Em sua primeira participação na Copa do Mundo em 52 anos, a seleção caribenha teve uma atuação respeitável contra a Escócia, em que perdeu por 1 a 0, e agora buscará fazer frente aos pentacampeões mundiais, que tentam recuperar sua imagem após uma estreia pouco convincente diante do Marrocos (1 a 1).
"Espero que possamos deixar os haitianos orgulhosos de sua seleção. Acho que passamos uma boa imagem [contra a Escócia]. Infelizmente, isso não veio acompanhado de um resultado positivo", disse Migné nesta quinta-feira (18), em entrevista coletiva na Filadélfia, palco da partida de sexta-feira.

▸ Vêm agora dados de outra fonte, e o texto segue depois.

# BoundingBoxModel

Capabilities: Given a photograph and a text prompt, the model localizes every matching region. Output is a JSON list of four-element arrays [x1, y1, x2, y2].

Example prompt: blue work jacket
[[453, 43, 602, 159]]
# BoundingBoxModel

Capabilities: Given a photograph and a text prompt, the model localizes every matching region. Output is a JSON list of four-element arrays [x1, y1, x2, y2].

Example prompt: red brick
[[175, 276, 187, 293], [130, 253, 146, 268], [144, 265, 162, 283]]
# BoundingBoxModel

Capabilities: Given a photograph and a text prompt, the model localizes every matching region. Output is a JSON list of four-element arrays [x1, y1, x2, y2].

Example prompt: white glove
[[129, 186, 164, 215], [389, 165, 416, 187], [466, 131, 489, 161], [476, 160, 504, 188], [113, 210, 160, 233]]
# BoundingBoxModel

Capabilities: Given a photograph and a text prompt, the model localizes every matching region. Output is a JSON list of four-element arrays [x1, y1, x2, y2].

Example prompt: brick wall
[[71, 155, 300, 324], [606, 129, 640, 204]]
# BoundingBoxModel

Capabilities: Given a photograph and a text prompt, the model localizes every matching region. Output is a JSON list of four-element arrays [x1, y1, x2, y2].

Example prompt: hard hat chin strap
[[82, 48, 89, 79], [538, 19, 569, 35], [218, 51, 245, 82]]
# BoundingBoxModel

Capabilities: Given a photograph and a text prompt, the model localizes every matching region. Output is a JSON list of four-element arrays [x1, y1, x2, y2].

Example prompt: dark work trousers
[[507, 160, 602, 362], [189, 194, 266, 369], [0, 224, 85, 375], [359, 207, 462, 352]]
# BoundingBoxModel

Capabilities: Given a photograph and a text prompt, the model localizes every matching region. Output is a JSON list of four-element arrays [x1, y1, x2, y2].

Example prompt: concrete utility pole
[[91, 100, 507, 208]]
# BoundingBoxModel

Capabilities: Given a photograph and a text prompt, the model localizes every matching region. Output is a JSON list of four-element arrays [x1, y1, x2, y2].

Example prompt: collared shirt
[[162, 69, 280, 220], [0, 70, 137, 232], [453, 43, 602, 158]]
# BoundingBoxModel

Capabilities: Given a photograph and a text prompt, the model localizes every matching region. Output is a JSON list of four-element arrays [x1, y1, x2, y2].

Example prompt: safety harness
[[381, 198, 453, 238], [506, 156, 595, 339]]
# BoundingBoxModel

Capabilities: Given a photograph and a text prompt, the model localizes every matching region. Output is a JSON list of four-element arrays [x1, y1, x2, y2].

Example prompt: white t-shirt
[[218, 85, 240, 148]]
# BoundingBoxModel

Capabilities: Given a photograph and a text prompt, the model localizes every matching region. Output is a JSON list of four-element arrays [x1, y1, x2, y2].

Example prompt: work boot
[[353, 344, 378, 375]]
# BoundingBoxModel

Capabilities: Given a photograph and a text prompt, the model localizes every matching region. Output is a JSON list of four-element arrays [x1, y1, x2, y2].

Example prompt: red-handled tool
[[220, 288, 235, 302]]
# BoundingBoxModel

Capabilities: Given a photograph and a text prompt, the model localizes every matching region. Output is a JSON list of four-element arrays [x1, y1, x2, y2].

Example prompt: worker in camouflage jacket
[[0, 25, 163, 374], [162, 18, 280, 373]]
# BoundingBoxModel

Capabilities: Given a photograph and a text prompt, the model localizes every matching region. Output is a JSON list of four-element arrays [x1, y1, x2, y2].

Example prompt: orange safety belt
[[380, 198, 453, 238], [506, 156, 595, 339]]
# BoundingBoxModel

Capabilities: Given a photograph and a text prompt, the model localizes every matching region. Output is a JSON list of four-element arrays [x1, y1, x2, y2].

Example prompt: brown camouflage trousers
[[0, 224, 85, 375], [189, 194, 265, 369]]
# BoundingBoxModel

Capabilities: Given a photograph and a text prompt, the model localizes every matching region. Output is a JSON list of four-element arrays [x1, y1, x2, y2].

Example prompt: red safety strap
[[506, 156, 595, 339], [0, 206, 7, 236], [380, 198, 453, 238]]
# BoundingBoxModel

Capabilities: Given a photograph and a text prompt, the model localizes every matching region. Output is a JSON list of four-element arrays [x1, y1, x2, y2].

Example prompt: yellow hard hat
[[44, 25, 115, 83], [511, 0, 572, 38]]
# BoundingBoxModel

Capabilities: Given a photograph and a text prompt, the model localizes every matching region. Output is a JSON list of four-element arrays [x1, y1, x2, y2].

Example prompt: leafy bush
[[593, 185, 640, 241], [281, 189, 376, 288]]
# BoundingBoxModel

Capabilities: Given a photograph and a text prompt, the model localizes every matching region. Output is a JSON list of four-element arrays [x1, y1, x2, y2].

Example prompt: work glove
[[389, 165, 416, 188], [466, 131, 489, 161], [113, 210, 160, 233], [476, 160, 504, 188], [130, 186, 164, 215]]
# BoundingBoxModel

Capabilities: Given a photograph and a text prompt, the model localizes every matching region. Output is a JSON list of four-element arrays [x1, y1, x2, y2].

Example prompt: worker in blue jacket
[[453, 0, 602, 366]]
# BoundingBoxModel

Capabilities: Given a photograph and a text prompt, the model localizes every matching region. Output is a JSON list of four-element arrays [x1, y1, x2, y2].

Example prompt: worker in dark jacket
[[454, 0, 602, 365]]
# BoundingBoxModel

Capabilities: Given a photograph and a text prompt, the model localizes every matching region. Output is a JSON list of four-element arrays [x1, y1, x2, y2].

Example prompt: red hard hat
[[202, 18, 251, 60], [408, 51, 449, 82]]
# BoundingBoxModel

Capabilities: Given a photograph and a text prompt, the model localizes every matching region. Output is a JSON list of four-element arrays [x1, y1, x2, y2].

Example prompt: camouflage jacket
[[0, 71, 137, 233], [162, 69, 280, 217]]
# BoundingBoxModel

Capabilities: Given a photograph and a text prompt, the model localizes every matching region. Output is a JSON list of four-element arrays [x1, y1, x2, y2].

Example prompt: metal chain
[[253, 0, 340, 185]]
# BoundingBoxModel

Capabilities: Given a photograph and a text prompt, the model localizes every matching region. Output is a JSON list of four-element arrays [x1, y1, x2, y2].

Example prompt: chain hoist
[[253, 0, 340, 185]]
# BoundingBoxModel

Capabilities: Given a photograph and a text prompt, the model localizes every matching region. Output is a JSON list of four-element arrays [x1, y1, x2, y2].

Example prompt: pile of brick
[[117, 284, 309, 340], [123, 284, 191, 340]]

"Mas acredito que mostramos que nossa participação nesta Copa do Mundo não é obra do acaso, e que a atuação de amanhã será ainda melhor para que possamos mostrar do que somos capazes", acrescentou.
O técnico francês, de 53 anos, afirmou que uma das mensagens que transmitirá aos seus defensores é que, contra a seleção canarinho, "eles terão de correr mais do que correram no jogo" contra os escoceses.
"Podemos prever que, mesmo após esta partida, não chegaremos ao terceiro jogo (contra o Marrocos) com as esperanças ainda vivas. Portanto, o objetivo é deixar uma boa imagem da nossa equipe e mostrar que merecíamos a classificação", acrescentou ele.
O Haiti está em último no Grupo C, ainda sem pontos.
Uma derrota deixaria a equipe sem qualquer chance de garantir uma das duas vagas diretas para os 16-avos de final.
Migné considerou um privilégio enfrentar jogadores do calibre de Vinícius Jr. e viu a ausência de Neymar, afastado devido a uma lesão na panturrilha direita, como um "sinal positivo".
"É extraordinário e, mais uma vez, temos muita sorte. Muitos gostariam de estar no nosso lugar", afirmou.
"Quando se começa nesta profissão, seja como jogador ou treinador, é para vivenciar este tipo de emoção intensa.
Como haitiano, muitas vezes enfrentamos momentos mais difíceis do que fáceis, e agora o futebol está nos dando a oportunidade de vivenciar momentos marcantes e grandes emoções".